APELO AO INVENTOR
Já inventaram o trem, o avião, a
matéria-plástica e a bomba-atômica. Até a coca-cola..., que de inventores o
mundo anda cheio. Felizmente.
A imaginação humana é incansável e
copiosa. Despontam descobridores entre homens e mulheres de ciência, entre
mecânicos, químicos e artistas, figurinistas e físicos. Já se criou tanta coisa
nova, boa ou má, que estatística alguma poderia enumerá-las.
Mas convoca-se hoje, um técnico
moderno e muito aperfeiçoado, um inventor capaz de redescobrir. Sim!
--- Quem quer inventar agora um
silêncio sólido e confortante? Igual àquele silêncio antigo e amplo que, aos
poucos, vai se tornando lenda?
--- Quem pode devolver o sossego à
cidade da máquina e do torvelinho? Ao solo do trator e ao espaço do avião? Já
transpuseram a velocidade do som, mas quem o deterá?

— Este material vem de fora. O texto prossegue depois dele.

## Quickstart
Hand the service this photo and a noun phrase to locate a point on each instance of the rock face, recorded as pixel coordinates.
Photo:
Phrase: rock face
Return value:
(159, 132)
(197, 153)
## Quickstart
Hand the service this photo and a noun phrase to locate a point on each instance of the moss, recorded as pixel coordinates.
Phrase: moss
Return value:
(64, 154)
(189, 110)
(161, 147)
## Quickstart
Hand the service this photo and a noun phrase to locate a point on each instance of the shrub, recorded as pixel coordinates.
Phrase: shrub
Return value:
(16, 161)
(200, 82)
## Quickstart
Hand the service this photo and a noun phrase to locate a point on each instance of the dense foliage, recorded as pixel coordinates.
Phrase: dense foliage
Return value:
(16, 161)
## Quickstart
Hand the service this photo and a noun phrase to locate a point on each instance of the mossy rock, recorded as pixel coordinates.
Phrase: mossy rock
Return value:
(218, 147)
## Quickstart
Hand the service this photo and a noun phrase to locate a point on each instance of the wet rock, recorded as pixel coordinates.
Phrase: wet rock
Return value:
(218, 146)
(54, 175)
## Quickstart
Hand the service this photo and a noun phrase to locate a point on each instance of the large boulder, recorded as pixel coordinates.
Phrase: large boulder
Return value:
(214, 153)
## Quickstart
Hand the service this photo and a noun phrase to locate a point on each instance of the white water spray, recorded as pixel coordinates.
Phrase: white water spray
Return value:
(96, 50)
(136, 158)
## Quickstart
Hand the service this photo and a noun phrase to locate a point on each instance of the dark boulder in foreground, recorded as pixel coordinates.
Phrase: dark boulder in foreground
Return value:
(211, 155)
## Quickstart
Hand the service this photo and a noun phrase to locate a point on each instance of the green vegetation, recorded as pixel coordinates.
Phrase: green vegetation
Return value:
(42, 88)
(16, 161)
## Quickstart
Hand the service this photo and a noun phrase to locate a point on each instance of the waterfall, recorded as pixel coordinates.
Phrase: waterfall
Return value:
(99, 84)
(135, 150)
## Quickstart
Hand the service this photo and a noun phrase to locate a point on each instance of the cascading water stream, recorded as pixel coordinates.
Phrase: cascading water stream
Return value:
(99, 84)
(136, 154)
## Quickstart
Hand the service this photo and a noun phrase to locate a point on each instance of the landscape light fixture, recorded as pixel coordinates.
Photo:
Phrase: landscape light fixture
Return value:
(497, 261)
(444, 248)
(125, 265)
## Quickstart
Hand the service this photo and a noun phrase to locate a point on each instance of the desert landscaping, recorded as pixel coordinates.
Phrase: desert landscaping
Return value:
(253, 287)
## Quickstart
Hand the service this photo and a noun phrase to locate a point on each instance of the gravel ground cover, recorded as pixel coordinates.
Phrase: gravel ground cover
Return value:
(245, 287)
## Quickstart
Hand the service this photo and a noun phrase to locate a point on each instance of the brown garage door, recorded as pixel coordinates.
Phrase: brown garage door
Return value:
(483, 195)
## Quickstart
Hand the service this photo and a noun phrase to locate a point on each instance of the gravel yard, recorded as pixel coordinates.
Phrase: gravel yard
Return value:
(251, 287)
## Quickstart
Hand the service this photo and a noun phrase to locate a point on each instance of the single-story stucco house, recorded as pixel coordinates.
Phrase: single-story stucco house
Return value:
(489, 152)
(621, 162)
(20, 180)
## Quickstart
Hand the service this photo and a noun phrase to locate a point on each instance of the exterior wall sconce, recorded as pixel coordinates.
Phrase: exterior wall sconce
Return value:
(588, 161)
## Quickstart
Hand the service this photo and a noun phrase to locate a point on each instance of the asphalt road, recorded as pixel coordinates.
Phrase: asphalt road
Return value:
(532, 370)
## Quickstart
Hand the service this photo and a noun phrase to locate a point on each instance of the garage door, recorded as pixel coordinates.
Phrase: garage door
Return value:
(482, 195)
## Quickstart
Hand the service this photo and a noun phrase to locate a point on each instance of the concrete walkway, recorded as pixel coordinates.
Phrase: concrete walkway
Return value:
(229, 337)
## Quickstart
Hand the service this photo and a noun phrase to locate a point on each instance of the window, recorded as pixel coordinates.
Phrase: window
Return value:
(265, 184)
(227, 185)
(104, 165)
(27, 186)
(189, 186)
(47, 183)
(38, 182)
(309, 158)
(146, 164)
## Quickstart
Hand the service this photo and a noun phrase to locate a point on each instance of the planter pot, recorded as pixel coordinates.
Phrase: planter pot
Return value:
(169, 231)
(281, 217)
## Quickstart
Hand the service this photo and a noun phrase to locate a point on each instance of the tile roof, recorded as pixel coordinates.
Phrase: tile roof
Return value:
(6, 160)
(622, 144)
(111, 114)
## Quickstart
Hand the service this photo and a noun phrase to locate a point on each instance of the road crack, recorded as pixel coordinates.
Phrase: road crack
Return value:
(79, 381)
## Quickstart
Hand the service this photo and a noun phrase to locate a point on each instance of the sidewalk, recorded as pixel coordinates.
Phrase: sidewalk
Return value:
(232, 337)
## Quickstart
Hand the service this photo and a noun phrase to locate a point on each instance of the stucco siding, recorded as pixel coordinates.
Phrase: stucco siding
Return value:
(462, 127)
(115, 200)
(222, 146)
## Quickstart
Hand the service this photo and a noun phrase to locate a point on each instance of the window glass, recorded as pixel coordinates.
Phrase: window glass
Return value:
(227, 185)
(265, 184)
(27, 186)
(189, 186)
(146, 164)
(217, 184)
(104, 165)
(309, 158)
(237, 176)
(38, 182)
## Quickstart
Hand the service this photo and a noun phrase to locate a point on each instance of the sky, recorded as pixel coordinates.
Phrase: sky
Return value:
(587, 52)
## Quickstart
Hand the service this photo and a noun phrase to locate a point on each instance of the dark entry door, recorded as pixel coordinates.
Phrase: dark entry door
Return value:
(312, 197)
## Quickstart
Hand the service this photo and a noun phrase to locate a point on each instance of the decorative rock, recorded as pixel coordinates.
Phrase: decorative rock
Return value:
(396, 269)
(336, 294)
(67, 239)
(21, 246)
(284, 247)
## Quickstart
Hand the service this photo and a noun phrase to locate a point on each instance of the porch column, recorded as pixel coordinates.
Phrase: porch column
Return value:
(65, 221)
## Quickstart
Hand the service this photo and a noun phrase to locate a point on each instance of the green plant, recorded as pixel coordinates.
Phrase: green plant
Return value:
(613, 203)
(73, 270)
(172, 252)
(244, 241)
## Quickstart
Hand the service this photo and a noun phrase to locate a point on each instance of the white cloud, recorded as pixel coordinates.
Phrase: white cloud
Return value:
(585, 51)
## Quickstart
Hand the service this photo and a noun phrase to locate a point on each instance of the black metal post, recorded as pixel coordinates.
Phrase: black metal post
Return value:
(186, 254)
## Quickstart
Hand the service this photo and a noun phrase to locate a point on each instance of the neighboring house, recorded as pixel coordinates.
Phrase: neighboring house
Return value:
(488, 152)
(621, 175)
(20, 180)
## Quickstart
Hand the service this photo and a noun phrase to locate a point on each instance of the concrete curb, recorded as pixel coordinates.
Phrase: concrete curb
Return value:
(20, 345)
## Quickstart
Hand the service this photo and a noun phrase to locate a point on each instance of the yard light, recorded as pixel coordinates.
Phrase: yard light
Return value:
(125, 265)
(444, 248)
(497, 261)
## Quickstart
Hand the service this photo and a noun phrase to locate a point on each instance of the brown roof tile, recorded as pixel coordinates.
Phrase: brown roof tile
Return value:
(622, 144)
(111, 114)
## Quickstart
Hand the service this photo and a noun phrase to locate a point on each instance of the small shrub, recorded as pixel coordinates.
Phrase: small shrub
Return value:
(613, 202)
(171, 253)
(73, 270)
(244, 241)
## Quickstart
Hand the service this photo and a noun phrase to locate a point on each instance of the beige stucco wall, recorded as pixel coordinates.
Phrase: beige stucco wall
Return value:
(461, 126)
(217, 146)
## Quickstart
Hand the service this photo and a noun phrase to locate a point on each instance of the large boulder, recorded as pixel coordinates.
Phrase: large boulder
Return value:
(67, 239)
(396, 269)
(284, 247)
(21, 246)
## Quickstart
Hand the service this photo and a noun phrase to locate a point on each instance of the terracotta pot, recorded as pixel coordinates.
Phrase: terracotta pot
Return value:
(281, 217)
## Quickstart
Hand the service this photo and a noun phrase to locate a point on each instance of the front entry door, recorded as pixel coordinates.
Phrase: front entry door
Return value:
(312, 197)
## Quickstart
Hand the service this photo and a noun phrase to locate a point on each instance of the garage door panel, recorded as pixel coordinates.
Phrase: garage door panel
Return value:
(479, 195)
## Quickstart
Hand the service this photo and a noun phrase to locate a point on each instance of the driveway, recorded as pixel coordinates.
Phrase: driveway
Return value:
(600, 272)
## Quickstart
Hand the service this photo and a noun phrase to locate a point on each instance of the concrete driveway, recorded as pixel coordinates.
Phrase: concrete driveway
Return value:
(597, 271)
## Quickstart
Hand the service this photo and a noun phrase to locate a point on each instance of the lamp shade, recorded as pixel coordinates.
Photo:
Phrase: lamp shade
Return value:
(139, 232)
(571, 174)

De repente, a gente precisa muito do
silêncio e não o encontra. Procura-se, indaga-se, mas tudo inútil. Grita-se por
ele, faz-se um chamado, um convite, sempre em vão. Vai-se comprá-lo, ninguém o
vende.
--- Que fizeram dele? Quem o levou?
Perdemos o carinho pelo silêncio e
ele vinga-se furiosamente de todos os lados. Cada máquina moderna cobrou dele o
seu preço.
Hoje, só o barulho anda solto, faz
comício e ganha posto. Não o expulsam, pelo contrário, fizeram-no dono do
mundo. Ele vem do martelo escandaloso, construindo um prédio, corre maluco
acompanhando os automóveis e motocicletas. Grita nas esquinas, brinca com as
crianças, invadindo céus e terra. Faz ponto na cidade, no vizinho, na nossa casa.
Entrou nas fábricas e nos autofalantes, é chefe das ruas e das praças.

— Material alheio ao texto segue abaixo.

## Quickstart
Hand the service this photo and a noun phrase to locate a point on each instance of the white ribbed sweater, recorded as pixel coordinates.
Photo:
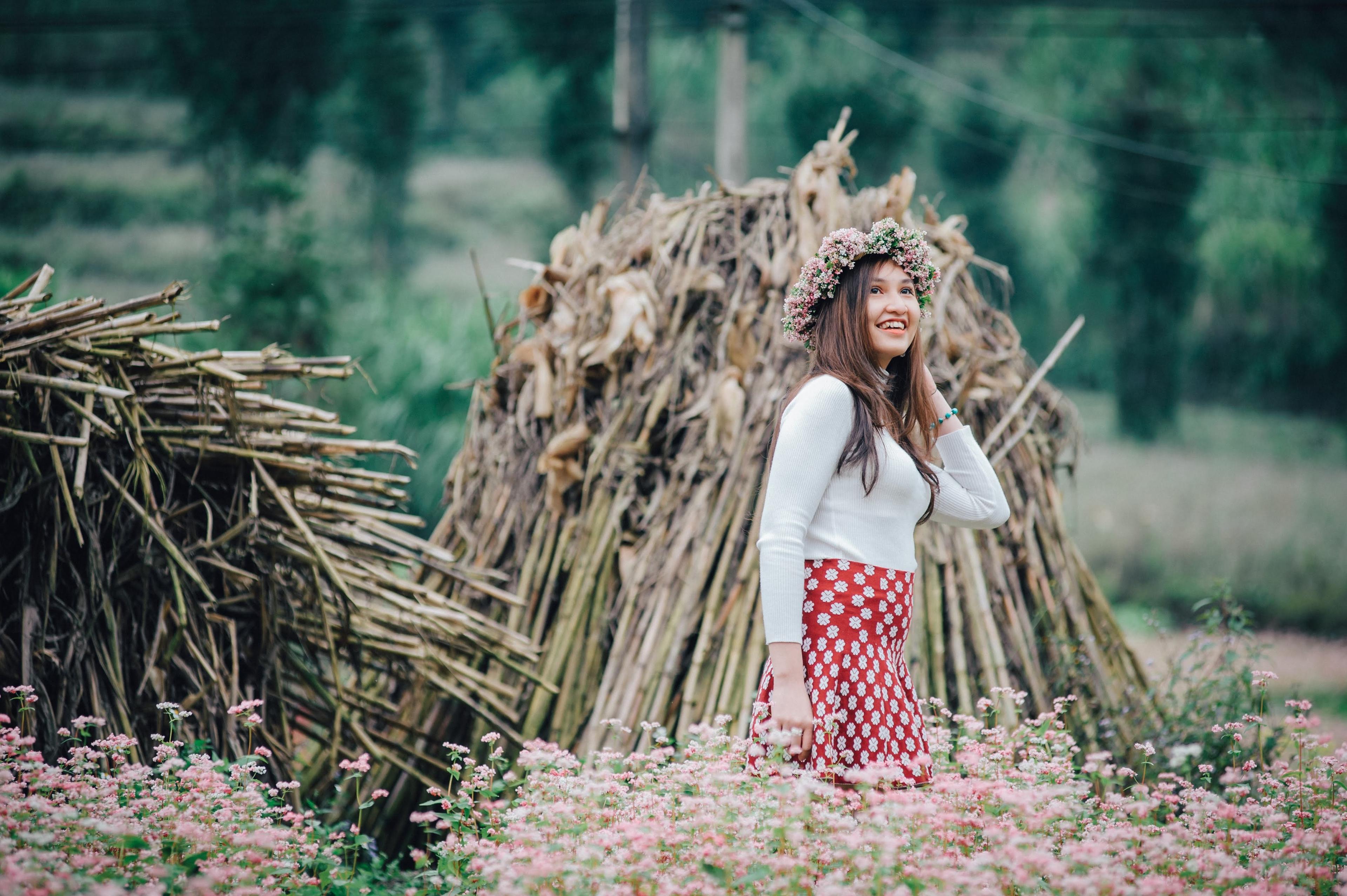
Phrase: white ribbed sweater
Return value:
(814, 512)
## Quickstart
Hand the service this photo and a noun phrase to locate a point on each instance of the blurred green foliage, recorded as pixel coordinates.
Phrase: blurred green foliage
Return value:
(320, 171)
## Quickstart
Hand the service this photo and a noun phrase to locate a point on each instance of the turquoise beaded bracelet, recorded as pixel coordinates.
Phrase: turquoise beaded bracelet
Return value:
(947, 416)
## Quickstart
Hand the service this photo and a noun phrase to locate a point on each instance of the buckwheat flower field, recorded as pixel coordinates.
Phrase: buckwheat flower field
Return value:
(1011, 811)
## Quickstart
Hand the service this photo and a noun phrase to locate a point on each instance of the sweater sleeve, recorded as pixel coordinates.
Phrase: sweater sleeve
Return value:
(970, 492)
(814, 430)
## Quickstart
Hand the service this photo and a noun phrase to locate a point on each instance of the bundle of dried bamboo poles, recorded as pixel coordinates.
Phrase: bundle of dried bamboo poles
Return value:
(614, 461)
(172, 530)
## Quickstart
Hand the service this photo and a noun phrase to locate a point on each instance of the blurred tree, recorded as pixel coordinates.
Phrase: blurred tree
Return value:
(574, 40)
(1143, 255)
(253, 73)
(976, 155)
(887, 123)
(382, 106)
(271, 281)
(1308, 41)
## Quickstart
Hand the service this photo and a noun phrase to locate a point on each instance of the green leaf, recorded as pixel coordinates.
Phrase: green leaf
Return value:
(756, 872)
(717, 872)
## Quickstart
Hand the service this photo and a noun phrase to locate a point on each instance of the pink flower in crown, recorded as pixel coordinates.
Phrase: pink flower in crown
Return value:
(838, 252)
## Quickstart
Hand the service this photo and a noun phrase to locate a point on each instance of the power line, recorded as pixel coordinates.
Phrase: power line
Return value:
(1043, 120)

Não nos deixam refúgio algum.
Até na música ele vai fazendo suas
incursões, às vezes perigosas, às vezes descaradas.
Suplantado, o silêncio retraiu-se.
Procurou o interior, virou caboclo, passou de moda. Está agora escondido nas
fazendas, encabulado, espezinhado, arredio.
Por isso é justo que se pergunte:
--- Quem quer inventar um silêncio
forte e gigantesco, que resista a tudo?
Um silêncio, certamente atômico, que
cale os ruídos, saiba repousar e não se envergonhe de aparecer numa cidade
grande! Um silêncio provinciano, que possa ser nosso, ao menos num dia de
trabalho exagerado ou numa noite teimosa de insônia?